Understanding the HK50: Why African Traders Are Watching Asian Markets

African Traders Are Watching Asian Markets

The HK50, also called the HS50 or the Hang Seng, lists Hong Kong's 50 largest companies by market cap. Some of the most successful Chinese companies are listed on the index, including:
  • Alibaba
  • Bank of China
  • PetroChina
  • China Petroleum
  • Chemical corporation
Companies listed from Hong Kong include:
  • BOC Hong Kong
  • Ping An Insurance
  • Bank Of China HK
  • CITIC
The market experiences an average trading volume of 3,403,204,761, with the daily range between 25,591.66 and 26,080.84. It's a popular global index that's starting to draw more attention from African traders. Read on to find out why.

Understanding the HS50​

The HK50/HS50/Hang Seng Index (HSI), whatever you want to call it, is the 50 largest companies listed on Hong Kong's Stock Exchange (SEHK). It constantly tracks the performance of companies that, combined, contribute to almost 60% of the stock exchange's market cap. Like most global stock markets, investors look to the HS50 as an indicator of Hong Kong's and China's economic health, as the index lists companies from both countries.

Investors increasingly turn to Hong Kong, being the highly globalized and free-market economy nation that it is, but external factors primarily drive swings. Interestingly, China and the US influence 70% of the price fluctuations in Hong Kong’s economy. If you follow the Hong Kong 50 index on platforms like Exness, you'll almost always see fluctuations after announcements from the US or Chinese economies.

Stock Market Links Between the HS50 and Africa​

The stock market links between the HK50 and Africa are interesting. Hong Kong's market stocks often spill into African markets. Research proves significant returns and volatility links, particularly between the Hang Seng and the Johannesburg Stock Exchange (JSE). And with that, global risk sentiment often moves in tandem.
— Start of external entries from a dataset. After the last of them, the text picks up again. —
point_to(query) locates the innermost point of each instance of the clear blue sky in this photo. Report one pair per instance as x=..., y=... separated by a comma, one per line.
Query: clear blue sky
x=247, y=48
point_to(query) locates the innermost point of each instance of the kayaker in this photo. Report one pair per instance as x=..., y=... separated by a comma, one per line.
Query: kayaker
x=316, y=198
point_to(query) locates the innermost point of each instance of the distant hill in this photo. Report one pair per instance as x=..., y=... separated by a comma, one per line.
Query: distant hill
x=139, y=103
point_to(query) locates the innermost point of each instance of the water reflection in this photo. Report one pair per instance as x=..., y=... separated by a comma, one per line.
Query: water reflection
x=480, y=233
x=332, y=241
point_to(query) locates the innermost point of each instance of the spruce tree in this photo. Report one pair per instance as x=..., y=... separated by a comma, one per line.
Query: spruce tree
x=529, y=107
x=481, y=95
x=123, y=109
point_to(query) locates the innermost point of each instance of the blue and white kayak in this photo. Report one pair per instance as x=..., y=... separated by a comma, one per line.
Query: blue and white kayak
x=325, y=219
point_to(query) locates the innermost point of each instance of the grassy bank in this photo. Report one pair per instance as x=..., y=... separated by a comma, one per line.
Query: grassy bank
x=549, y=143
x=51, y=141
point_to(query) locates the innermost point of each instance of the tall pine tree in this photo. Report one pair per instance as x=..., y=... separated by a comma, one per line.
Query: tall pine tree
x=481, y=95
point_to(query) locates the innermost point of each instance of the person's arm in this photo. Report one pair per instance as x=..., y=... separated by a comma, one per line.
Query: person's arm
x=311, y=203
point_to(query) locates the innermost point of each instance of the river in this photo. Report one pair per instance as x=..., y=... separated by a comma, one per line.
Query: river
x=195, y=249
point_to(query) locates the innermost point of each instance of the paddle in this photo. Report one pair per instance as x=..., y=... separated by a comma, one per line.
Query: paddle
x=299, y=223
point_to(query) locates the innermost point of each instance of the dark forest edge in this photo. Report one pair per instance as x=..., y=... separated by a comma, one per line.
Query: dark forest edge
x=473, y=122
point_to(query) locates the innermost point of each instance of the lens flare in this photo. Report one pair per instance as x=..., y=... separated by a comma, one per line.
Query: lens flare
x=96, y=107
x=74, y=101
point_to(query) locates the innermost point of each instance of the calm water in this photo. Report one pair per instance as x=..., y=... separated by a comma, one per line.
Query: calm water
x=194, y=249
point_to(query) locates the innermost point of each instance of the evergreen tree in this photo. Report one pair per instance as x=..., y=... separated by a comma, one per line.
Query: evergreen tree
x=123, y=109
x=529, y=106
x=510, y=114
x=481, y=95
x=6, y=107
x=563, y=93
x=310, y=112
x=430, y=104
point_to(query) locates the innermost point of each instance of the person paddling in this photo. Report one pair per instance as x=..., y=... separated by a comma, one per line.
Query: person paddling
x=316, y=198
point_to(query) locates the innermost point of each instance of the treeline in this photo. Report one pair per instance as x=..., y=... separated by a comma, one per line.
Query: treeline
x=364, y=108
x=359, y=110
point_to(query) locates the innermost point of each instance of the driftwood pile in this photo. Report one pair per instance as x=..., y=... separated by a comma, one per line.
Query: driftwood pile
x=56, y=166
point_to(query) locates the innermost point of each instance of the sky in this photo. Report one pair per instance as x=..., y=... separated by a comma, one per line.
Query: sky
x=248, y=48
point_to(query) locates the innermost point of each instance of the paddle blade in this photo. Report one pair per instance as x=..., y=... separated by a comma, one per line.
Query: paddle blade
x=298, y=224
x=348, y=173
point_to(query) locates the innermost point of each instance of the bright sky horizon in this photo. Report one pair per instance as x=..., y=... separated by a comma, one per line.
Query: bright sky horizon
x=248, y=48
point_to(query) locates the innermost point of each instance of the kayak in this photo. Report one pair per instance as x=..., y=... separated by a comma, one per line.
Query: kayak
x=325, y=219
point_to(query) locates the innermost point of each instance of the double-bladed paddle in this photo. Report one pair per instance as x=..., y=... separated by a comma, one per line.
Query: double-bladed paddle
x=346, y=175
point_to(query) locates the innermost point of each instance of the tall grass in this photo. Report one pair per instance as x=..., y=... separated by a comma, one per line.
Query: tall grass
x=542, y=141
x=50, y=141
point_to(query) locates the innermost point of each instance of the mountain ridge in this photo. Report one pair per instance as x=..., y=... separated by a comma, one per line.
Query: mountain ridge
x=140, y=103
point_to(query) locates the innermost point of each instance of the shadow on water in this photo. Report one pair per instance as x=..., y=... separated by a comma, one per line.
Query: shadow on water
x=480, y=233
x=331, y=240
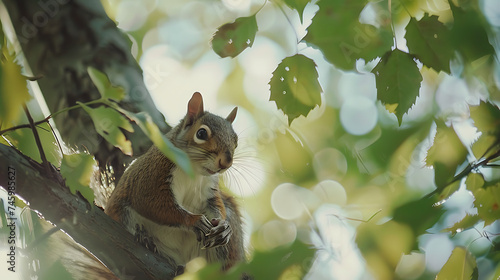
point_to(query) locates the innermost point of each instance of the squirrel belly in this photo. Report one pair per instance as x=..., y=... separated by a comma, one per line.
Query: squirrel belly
x=179, y=216
x=177, y=242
So, naturally, African traders will watch Asian markets. For example, although it is an older example, during China's 2023 stimulus rallies, the JSE and other African markets moved with the HK50. Yes, it had less volatile movements, but it was still reactive.

African equities are also heavily China-exposed. Most of the JSE performance comes from exposure to Chinese markets. Data shows this is mainly through resources such as metals, oil, and technology stocks.

ETFs are the more recent additions, creating links between the two markets. One example is the Sygnia iTris New China Sectors ETF that launched on the JSE in 2022, giving South Africans direct exposure to Chinese and Hong Kong consumer and service stocks. It's also common for Nairobi, Lagos, and Johannesburg investors to utilise platforms like Exness to trade Asian ETFs and derivatives through global brokers or social trading strategies.

Trade and Investment Data​

Africa's trade with Asia is massive and expanding. Imports from China across Africa's 54 countries, for example, increased 57% from 2020 to 2024, equating to $138 billion from import trade in 2024. Africa's exports to China already increased 62% across the same period, going from $50 billion to $81 billion.

Admittedly, Hong Kong is a smaller trading partner, but the HK50 is for Hong Kong and Chinese companies. The primary links to Hong Kong are through re-exports and finance. In terms of commodity links, over 1/4 of African imports come from China, and African exports to China are mostly commodities. With that, when the HK50 rises based on Chinese growth news or expectations, African commodity markets follow.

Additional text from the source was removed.